Harry
Solution Architect
AI
Summary:
Increasingly, media organisations are being asked to do more with the same teams.
Deals are more complex than they were a few years ago, buyers expect quicker responses and new revenue streams are being added on top of already stretched processes.
At the same time, AI is being positioned as the next lever for growth. From automated proposal responses to performance-led product recommendations, the opportunity is clear.
The challenge is that many organisations are trying to apply these capabilities on top of workflows that are not set up to support them.
In most media businesses, the revenue lifecycle is fragmented. Sales, Revenue Operations (RevOps), Advertising Operations (AdOps) and finance each rely on different systems, with limited alignment between them.
This fragmentation creates friction at every step. Proposals take longer to assemble; product combinations don’t translate cleanly into fulfilment and handover points become points of failure.
This is where deal velocity slows down. Not because teams aren’t moving quickly, but because the system they’re working in isn’t designed to support speed.
It also explains why AI struggles to deliver meaningful results. When the underlying data is inconsistent, the output is just a more efficient version of the same problem.
The organizations making progress aren’t starting with AI, they’re starting with the structure of the deal itself.
That means building a single, end-to-end model of the revenue lifecycle. One that brings together sales, product configuration, fulfilment and billing into the same flow, rather than treating them as separate steps.

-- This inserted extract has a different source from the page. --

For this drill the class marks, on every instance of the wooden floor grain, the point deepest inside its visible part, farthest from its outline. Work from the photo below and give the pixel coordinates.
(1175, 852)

In practice, this is where platforms like Salesforce Revenue Cloud Advanced come into play. Not as an add-on, but as the backbone that holds the entire process together.
The key shift is embedding product configuration directly into the sales process. Instead of treating deals as a collection of separate components, teams can build structured, multi-product quotes within a single environment, with logic and dependencies already defined.
This is particularly relevant in media, where deals often combine subscriptions, digital advertising, newsletters and content creation. When these elements are handled in isolation, complexity compounds. When they’re structured together, it becomes manageable.
When workflows are unified, deal execution becomes more predictable:
The impact goes beyond operational efficiency. This isn’t about doing the same work more quickly; it’s about removing the obstacles that prevent teams from working effectively in the first place.
When data is consistent and accessible, sales can see what is performing and build stronger proposals. RevOps has clearer visibility into pipeline and performance. Delivery teams spend less time fixing issues and more time optimizing outcomes.
The overall effect is an increase in effectiveness. The same teams can produce better outcomes because they’re no longer working with a system that inherently works against them.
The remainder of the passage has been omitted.